Re: remove more archiving overhead

From
Robert Haas
Date:
On Mon, Sep 19, 2022 at 10:39 AM Noah Misch <noah@leadboat.com> wrote:
> I wanted it to stop saying anything like the second paragraph, hence commit
> d263ced.  Implementing a proper archiving setup is not especially difficult,
> and inviting the operator to work around a wrong implementation invites
> damaging mistakes under time pressure.

I agree wholeheartedly with the second sentence. I do think that we
need to be a little careful not to be too prescriptive. Telling people
what they have to do when they don't really have to do it often leads
to non-compliance. It can be more productive to spell out the precise
consequences of non-compliance, so I think Peter's proposal has some
merit. On the other hand, I don't see any real problem with the
current language, either.

Unfortunately, no matter what we do here, it is not likely that we'll
soon be able to eliminate the phenomenon where people use a buggy
home-grown archive_command, both because we've been encouraging that
in our documentation for a very long time, and also because the people
who are most likely to do something half-baked here are probably the
least likely to actually read the updated documentation.

-- 
Robert Haas
EDB: http://www.enterprisedb.com



Re: remove more archiving overhead

From
Noah Misch
Date:
On Mon, Sep 19, 2022 at 12:49:58PM -0400, Robert Haas wrote:
> On Mon, Sep 19, 2022 at 10:39 AM Noah Misch <noah@leadboat.com> wrote:
> > I wanted it to stop saying anything like the second paragraph, hence commit
> > d263ced.  Implementing a proper archiving setup is not especially difficult,
> > and inviting the operator to work around a wrong implementation invites
> > damaging mistakes under time pressure.
> 
> I agree wholeheartedly with the second sentence. I do think that we
> need to be a little careful not to be too prescriptive. Telling people
> what they have to do when they don't really have to do it often leads
> to non-compliance.

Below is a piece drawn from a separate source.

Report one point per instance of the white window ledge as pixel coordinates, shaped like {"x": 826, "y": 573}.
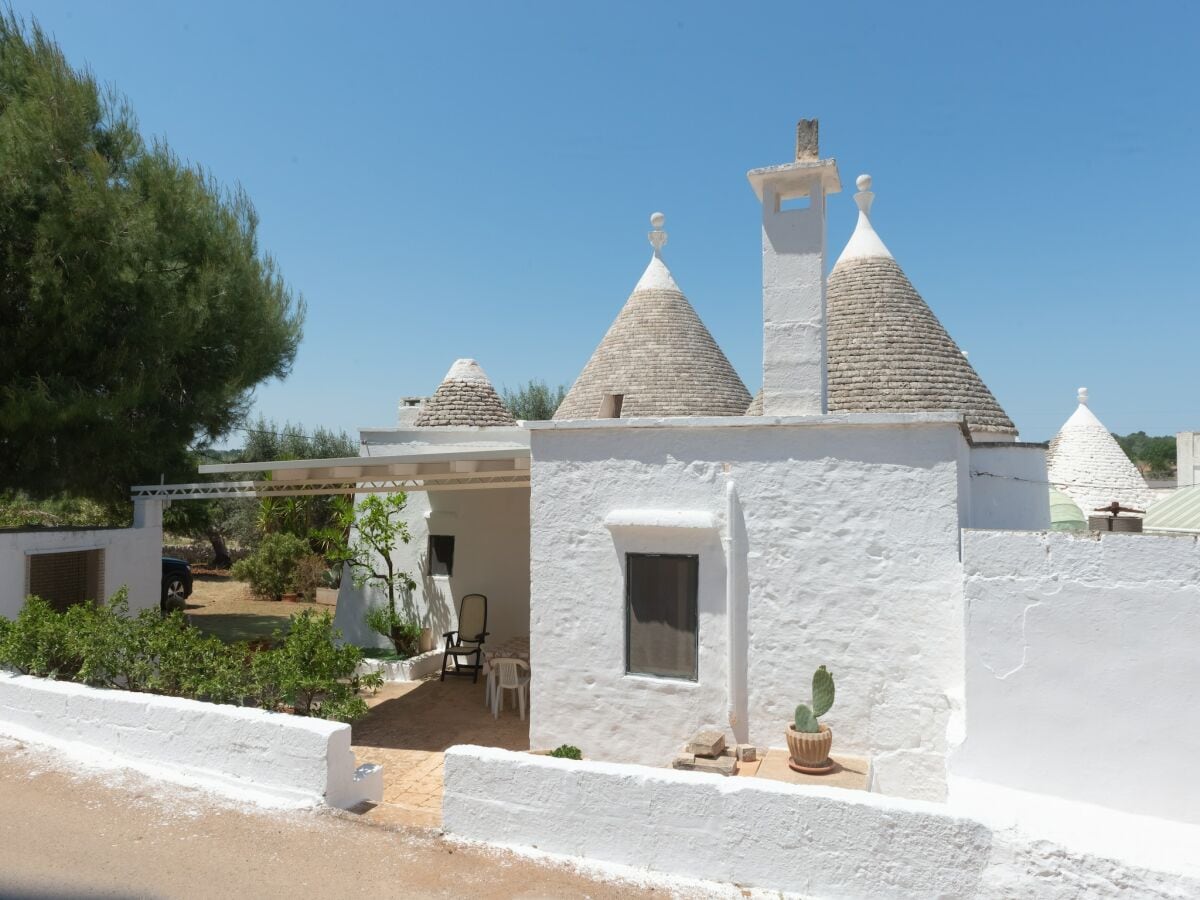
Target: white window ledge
{"x": 691, "y": 520}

It can be more productive to spell out the precise
> consequences of non-compliance, so I think Peter's proposal has some
> merit.

Good point.  We could say it from a perspective like, "if you don't do this,
your setup will appear to work most of the time, but your operator will be
stuck with dangerous manual fixes at times."

> On the other hand, I don't see any real problem with the
> current language, either.
> 
> Unfortunately, no matter what we do here, it is not likely that we'll
> soon be able to eliminate the phenomenon where people use a buggy
> home-grown archive_command, both because we've been encouraging that
> in our documentation for a very long time, and also because the people
> who are most likely to do something half-baked here are probably the
> least likely to actually read the updated documentation.

True.  If I wanted to eliminate such setups, I would make the server
double-archive one WAL file each time the archive setup changes.